We sat about at the side of the road for about half an hour, then got the order to fall in again. Stiff and weary, I left my heap of stones, took my place at the head of the section, and prepared for the next act. On we went again down the cobbled road, crossed a complicated mixture of ordinary rails and tram-lines, and struck off up a narrow road to the left, which apparently also ended in the city. It was now evening, the sky was grey and cloudy. Ypres, only half a mile away, now loomed up dark and grey against the sky-line. Shells were falling in the city, with great hollow sounding crashes. We marched on up the road.
CHAPTER XXIX
GETTING NEARER——A LUGUBRIOUS PARTY—STILL
NEARER—BLAZING YPRES—ORDERS
FOR ATTACK
[Illustration: A]
After about another twenty minutes’ march we halted again. Something or other was going on up the road in front, which prevented our moving. We stood about in the lane, and watched the shells bursting in the town. We were able to watch shells bursting closer before we had been there long. With a screeching whistle a shell shot over our heads and exploded in the field on our left. This was the signal, apparently, for shrapnel to start bursting promiscuously about the fields in all directions, which it did.
Altogether the lane was an unwholesome spot to stand about in. We were there some time, wondering when one of the bursts of shrapnel would strike the lane, but none did. Straggling, small groups of Belgian civilians were now passing down the lane, driven out no doubt from some cottage or other that until now they had managed to persist in living in. Mournful little groups would pass, wheeling their total worldly possessions on a barrow.
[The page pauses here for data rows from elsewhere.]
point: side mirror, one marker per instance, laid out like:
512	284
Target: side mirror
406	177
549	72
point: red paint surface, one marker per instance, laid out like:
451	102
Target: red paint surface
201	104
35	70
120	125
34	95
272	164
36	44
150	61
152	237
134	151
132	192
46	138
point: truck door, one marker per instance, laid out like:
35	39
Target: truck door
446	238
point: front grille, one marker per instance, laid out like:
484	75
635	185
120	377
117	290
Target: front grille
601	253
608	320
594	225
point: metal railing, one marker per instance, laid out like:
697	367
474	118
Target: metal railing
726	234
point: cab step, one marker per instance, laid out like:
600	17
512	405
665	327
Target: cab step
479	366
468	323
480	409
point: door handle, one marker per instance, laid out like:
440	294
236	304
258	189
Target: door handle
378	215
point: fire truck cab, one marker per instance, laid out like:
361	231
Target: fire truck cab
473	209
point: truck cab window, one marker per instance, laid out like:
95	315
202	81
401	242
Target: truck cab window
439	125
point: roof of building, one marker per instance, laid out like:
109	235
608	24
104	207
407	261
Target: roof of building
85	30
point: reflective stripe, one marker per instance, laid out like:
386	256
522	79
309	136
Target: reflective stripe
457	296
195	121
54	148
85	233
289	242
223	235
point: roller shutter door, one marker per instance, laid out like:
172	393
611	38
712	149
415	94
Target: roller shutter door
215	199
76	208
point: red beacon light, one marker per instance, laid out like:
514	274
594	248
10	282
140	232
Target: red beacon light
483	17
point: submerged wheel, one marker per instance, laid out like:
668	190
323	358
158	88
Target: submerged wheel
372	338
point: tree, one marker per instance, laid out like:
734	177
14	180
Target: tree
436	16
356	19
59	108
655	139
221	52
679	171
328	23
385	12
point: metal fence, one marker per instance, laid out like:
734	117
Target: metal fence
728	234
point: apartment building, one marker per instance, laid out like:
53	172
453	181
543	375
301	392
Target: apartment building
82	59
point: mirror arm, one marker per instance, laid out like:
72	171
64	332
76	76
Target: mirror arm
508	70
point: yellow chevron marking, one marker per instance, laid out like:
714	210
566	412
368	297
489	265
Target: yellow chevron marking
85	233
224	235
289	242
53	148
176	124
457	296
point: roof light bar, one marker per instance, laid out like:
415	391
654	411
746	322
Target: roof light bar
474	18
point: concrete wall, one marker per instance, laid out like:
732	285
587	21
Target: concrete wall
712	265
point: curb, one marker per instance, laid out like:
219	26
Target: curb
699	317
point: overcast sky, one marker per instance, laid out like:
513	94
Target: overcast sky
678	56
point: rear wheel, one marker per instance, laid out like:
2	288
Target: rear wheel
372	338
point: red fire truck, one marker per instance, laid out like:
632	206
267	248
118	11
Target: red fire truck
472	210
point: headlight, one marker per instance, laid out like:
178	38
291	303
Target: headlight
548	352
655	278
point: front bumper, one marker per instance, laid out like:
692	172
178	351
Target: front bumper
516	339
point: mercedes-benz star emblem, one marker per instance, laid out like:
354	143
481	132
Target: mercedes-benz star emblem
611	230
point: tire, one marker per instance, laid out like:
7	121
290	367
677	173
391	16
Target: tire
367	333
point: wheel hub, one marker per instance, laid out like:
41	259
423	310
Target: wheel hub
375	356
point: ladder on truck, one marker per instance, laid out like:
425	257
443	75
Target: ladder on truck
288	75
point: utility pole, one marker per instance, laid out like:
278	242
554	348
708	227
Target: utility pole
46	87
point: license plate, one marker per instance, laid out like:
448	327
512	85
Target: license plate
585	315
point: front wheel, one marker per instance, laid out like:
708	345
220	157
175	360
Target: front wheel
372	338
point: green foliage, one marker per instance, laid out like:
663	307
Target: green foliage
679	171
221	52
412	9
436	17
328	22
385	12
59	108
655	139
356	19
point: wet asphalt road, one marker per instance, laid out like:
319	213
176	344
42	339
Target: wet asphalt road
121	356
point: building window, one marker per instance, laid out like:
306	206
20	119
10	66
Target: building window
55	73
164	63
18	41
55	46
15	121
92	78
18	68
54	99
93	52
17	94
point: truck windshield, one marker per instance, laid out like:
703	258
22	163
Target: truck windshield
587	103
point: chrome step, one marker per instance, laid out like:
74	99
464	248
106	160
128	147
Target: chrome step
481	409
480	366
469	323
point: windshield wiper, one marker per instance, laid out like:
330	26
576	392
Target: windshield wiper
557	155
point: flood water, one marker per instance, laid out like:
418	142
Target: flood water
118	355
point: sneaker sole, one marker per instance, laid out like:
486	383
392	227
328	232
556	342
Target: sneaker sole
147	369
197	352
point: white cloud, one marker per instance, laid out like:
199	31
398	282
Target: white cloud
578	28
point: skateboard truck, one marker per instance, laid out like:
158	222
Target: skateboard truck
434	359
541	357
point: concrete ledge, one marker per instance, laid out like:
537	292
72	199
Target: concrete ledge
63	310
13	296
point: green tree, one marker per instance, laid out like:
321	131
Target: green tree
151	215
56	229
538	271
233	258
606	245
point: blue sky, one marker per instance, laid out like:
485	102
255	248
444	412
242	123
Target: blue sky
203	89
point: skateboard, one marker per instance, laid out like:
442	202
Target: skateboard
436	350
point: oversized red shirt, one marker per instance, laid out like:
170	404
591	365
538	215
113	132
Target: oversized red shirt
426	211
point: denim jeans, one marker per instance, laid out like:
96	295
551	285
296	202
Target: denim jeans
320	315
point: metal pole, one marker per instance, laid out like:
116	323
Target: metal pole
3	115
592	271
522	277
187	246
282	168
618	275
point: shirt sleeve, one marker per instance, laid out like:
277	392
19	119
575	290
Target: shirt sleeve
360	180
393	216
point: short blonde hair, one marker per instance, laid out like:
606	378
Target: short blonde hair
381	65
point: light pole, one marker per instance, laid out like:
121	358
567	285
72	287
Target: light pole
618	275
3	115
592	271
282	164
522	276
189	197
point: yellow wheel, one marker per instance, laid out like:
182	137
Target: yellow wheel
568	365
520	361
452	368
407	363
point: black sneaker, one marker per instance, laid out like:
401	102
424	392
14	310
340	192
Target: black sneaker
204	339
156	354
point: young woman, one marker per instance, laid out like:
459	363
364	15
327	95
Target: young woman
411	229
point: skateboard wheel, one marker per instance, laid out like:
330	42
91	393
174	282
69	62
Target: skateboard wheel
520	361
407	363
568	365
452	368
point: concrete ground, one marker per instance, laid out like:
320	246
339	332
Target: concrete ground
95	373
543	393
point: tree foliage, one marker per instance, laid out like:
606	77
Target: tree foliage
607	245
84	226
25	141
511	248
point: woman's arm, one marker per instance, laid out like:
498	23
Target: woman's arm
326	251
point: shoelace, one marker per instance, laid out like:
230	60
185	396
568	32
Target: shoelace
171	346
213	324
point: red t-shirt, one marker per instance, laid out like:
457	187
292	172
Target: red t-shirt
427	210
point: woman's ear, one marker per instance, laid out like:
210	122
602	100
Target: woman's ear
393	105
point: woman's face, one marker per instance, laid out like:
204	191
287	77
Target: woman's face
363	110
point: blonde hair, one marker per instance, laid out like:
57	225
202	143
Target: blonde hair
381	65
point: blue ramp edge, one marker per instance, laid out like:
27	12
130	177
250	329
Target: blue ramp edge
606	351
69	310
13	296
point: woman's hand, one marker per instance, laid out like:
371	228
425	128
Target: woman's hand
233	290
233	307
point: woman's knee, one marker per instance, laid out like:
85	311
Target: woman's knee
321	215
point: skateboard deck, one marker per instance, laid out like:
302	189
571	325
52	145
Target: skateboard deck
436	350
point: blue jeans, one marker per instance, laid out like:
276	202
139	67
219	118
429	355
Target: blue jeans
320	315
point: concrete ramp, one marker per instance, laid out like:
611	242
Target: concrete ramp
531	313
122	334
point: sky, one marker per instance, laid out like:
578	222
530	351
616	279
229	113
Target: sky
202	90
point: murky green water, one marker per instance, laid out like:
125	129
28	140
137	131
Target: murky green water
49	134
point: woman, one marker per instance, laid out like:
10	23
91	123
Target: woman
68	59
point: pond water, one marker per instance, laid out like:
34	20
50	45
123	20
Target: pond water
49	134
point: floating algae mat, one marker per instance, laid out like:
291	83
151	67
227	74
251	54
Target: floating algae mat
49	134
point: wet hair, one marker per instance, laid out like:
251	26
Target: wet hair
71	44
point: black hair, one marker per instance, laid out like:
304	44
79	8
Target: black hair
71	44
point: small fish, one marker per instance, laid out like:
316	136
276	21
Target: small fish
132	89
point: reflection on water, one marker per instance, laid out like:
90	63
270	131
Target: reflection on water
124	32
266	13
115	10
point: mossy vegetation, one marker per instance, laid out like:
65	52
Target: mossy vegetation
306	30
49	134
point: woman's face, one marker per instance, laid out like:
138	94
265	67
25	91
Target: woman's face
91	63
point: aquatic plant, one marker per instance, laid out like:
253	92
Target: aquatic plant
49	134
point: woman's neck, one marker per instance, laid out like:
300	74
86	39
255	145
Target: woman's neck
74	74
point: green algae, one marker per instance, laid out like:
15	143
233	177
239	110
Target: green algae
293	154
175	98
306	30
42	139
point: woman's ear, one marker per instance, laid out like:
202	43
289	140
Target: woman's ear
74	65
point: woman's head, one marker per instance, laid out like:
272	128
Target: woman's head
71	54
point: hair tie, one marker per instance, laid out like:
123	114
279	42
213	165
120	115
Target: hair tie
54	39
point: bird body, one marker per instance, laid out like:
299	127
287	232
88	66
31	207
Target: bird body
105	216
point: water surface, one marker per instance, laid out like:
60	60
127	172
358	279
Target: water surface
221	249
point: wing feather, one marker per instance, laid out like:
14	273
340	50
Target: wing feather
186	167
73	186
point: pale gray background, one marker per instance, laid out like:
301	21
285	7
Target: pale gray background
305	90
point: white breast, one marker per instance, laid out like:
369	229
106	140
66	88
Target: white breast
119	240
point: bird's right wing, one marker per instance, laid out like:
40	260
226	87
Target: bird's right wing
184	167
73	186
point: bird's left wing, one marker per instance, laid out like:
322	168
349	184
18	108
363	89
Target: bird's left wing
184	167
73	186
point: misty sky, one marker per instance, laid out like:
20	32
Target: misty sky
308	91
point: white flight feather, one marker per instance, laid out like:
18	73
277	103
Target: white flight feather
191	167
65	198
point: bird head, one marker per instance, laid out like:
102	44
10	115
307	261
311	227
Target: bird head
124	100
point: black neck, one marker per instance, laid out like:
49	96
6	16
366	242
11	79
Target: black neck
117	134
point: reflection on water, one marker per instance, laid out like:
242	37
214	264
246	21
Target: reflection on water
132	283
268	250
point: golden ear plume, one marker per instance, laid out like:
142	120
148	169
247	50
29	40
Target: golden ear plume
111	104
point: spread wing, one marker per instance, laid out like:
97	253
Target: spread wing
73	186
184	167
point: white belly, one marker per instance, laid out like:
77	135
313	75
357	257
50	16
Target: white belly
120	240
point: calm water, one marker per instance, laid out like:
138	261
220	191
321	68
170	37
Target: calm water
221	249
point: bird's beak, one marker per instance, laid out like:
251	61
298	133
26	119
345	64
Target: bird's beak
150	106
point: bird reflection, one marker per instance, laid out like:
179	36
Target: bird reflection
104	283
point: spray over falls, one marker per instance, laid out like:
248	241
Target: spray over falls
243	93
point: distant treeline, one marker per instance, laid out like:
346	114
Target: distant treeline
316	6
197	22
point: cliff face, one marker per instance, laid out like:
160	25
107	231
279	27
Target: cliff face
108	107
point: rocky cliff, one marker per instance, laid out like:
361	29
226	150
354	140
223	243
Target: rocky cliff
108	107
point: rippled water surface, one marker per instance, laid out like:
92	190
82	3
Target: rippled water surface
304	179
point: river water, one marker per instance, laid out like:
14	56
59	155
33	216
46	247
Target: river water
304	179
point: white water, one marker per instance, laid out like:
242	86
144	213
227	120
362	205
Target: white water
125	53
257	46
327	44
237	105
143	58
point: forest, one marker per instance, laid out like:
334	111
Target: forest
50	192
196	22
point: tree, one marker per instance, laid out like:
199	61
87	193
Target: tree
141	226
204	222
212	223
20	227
Suddenly we were moved on again, and as suddenly halted a few yards further on. Without a doubt, strenuous operations and complications were taking place ahead. A few of the officers collected together by a gate at the side of the lane and had a smoke and a chat. “I wonder how much longer we’re going to stick about here” some one said. “What about going into that house over there and see if there’s a fire?” He indicated a tumbled down cottage of a fair size, which stood nearly opposite us on the far side of the lane. It was almost dark by now, and the wind made it pretty cold work, standing and sitting about in the lane. Four of us crossed the roadway and entered the yard of the cottage. We knocked at the door, and asked if we might come in and sit by the fire for a bit. We asked in French, and found that it was a useless extravagance on our part, as they only spoke Flemish, and what a terrible language that is! These were Flemish people—the real goods; we hadn’t struck any before.